The Medicines and Healthcare products Regulatory Agency (MHRA) has introduced new measures to reduce the known harms of valproate, a drug used to treat epilepsy and bipolar disorder.
From January 2024, valproate must not be started in new patients (male or female) younger than 55 years, unless two specialists independently consider and document that there is no other effective or tolerated treatment, or unless there are compelling reasons that the reproductive risks do not apply. For the majority of patients, other effective treatment options are available.
Evidence suggests that use in pregnancy leads to physical birth defects in 10% of children born compared with a background rate of 2% to 3% and there is also increased risk of developmental delays and this includes delays in walking, talking, poor language skills, memory problems, and low intellectual ability in approximately 30 to 40% children born to mothers taking valproate.
Furthermore, developing foetuses, if exposed to valproate in-utero, are at increased risk of autistic spectrum disorder (approximately three-fold), and also more likely to develop symptoms of attention-deficit/hyperactivity disorder.
All women who could become pregnant and girls who are currently taking valproate will be reviewed at their next annual specialist review, using a revised valproate Annual Risk Acknowledgement Form, which will include the need for a second opinion’s signature if the patient is to continue with valproate.
A similar system will be introduced later in 2024 for male patients currently taking valproate. This follows advice from an independent expert group of the Commission on Human Medicines, with representation from across the healthcare system, that the measures should be introduced in a phased manner to ensure ongoing patient care is not disrupted.
Patients with a learning disability might need help from specialist intellectual disability epilepsy nurses to meet these new regulations.
Valproate should only be used when no other treatment is effective
Dr Alison Cave, MHRA Chief Safety Officer said: “Valproate use in pregnancy carries significant risk of harm to the unborn child and should only be used in girls and women of child-bearing potential if a pregnancy prevention programme is in place. It also carries a risk of impaired fertility in males.
“To better protect patients from these harms, we are taking robust regulatory action to ensure greater scrutiny of valproate prescribing. Valproate should only be used when no other treatment is effective.”
The MHRA urges patients to attend any offered appointments to discuss their treatment plan and to talk to a healthcare professional if they are concerned.
Clinicians should discuss the current warnings and upcoming measures relating to valproate with their patients and consider together how it affects the patient’s individual circumstances.

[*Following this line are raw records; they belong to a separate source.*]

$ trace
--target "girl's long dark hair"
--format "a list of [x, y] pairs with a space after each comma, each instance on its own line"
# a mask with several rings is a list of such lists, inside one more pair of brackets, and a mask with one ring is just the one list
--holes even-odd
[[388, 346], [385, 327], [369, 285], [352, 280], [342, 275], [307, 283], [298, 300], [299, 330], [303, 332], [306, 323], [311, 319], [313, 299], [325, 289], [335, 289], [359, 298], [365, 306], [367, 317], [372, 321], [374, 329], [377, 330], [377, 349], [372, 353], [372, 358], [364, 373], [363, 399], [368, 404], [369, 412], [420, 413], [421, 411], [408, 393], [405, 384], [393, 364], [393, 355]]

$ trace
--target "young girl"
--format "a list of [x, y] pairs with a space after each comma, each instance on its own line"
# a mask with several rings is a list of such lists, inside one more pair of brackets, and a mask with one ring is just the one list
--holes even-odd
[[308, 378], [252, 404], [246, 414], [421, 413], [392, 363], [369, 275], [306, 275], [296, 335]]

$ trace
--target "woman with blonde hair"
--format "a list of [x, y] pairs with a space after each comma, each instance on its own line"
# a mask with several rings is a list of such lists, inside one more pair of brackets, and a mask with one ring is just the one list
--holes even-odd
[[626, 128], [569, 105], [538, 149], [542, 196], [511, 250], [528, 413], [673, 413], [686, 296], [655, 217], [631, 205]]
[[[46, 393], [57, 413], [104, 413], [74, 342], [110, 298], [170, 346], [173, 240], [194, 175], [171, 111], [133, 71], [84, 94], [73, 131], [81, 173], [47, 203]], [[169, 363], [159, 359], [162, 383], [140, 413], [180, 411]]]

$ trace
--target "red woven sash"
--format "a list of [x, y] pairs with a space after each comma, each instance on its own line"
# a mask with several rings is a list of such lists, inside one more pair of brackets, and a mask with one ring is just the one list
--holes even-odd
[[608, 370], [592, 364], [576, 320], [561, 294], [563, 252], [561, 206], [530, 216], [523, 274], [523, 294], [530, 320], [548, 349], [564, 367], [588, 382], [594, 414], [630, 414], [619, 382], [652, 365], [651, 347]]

Professor Munir Pirmohamed, Chair of The Commission on Human Medicines added: “I am pleased to see the recommendations of the independent Commission on Human Medicines being prepared to be put into practice. Valproate is a highly teratogenic medicine that also carries known risks to male fertility – it is therefore vital valproate is only used when there is no other effective or tolerated treatment option.
“We have consulted with patients and healthcare professionals with experience of valproate to inform our recommendations and to ensure that they are introduced in a way that does not disrupt ongoing patient care.”
These changes are being introduced following concerns that the existing regulatory requirements are not being consistently followed.
In light of these concerns, the MHRA conducted a review of the available data and asked for advice from the independent CHM, which listened to the views of patients and healthcare professionals. The review also considered risks of valproate in males including the risk of male infertility.